Otto Hahn Medal for Dr. Matthias Voigt

Award by the Max Planck Society is given for the research on a new and closed theory and the related calculus for the analysis and optimal control of descriptor systems

June 21, 2017


Dr. Matthias Voigt, 31, alumnus of the Max Planck Institute for Dynamcis of Complex Technical Systems Magdeburg, has been awarded the Otto Hahn Medal for junior scientists of the Max Planck Society for outstanding scientific achievements. The award was presented during the general meeting of the Max Planck Society on 21 June 2017 in Weimar. The prize is given for the research on a new and closed theory and the related calculus for the analysis and optimal control of descriptor systems and comes with a monetary sum of 7500 euros as recognition.
Dr. Matthias Voigt, alumnus of the Max Planck Institute for Dynamcis of Complex Technical Systems Magdeburg, has been awarded the Otto Hahn Medal for junior scientists of the Max Planck Society for outstanding scientific achievements. Zoom Image
Dr. Matthias Voigt, alumnus of the Max Planck Institute for Dynamcis of Complex Technical Systems Magdeburg, has been awarded the Otto Hahn Medal for junior scientists of the Max Planck Society for outstanding scientific achievements. [less]

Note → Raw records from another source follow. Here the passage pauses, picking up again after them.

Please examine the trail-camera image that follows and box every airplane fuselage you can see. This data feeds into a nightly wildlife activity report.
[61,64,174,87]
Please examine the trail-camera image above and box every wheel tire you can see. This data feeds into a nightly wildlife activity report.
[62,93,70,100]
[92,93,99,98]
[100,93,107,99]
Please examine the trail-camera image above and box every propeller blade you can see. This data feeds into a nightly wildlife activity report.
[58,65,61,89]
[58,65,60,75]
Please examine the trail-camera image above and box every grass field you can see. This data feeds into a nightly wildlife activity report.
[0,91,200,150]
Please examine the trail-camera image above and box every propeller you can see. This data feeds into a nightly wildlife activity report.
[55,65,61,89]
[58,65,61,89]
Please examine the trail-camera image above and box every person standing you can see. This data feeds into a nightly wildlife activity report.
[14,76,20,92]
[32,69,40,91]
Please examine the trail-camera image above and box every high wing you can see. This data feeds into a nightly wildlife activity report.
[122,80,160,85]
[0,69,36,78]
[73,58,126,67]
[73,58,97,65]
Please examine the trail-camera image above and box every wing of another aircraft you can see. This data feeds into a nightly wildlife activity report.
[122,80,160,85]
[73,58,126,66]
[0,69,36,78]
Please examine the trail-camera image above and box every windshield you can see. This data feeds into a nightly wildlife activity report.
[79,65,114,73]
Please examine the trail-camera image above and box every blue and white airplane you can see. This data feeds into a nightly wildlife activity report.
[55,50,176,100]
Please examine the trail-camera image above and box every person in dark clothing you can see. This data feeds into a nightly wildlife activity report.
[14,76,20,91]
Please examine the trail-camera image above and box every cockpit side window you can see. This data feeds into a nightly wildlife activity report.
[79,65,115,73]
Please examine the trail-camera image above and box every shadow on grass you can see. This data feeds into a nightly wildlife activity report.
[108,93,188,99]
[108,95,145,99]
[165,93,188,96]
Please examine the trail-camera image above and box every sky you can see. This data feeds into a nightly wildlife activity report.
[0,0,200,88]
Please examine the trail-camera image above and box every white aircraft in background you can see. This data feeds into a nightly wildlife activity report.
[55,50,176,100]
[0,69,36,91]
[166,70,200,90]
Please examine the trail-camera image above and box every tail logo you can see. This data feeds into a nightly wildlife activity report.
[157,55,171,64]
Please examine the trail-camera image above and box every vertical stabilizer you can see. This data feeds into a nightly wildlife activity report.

The research of Matthias Voigt focuses on the control of differential-algebraic equations which occur during the modelling of many processes in engineering sciences. For these, new theoretical and numerical methods are necessesary to treat the algebraic constraints that are hidden in the equations.

Descriptor systems are dynamical systems with trajectories constrained to a (hidden) manifold. The (implicit) algebraic equations defining this manifold of constraints complicate the analysis, optimization and control of such systems significantly as compared to standard (unconstrained) systems. Due to their central importance for modeling of mechanical systems, electronic circuits (VLSI/ULSI design), micro-/nano-electronic-mechanical systems (MEMS/NEMS), etc., descriptor systems have been a central object of research in systems and control theory for at least 30 years.

"World-wide, there were numerous insufficient attempts to find a closed theory for their optimal control. By using novel dissipation inequalities and the associated calculus, Matthias Voigt is the first to have developed an approach to optimal control of descriptor systems requiring only generic controllability and observability assumptions and being independent of index concepts (i.e., the distance to standard systems). Furthermore, he has developed numerical algorithms for realizing the new concepts in computer-aided control and implemented these in mathematical software." states Prof. Dr. Peter Benner in his letter of recommendation to the Max Planck Society.

 

Dr. rer. nat. Matthias Voigt

Matthias Voigt was born in 1986 in Erlabrunn, Saxony. From 2004 until 2010 he studied mathematics at the Technical University Chemnitz. Afterwards he worked as a research assistant at the Max Planck Institute for Dynamics of Complex Technical Systems in Magdeburg, including a research stay at the Courant Institute of Mathematical Sciences in New York, USA. From January 2011 until May 2015 he was a member of the International Max Planck Research School Magdeburg. He conducted his Ph.D. thesis at the Max Planck Institute Magdeburg in the research group 
Computational Methods in Systems and Control Theory headed by Prof. Peter Benner, in cooperation with the Faculty of Mathematics at Otto von Guericke University Magdeburg. He obtained his Ph.D. degree in May 2015. Matthias Voigt is currently a research assistant at the Institute of Mathematics at the Technical University Berlin.

About the Otto Hahn Medal

The Max Planck Society has honoured up to 30 young scientists and researchers each year with the Otto Hahn Medal for outstanding scientific achievements since 1978.
The award comes with a monetary sum of 7500 euros as recognition. The prize is intended to motivate especially gifted junior scientists and researchers to pursue a future university or research career.
Since 1978, more than 910 scientists and researchers have been awarded the Otto Hahn Medal. The award is presented during the general meeting in the following year.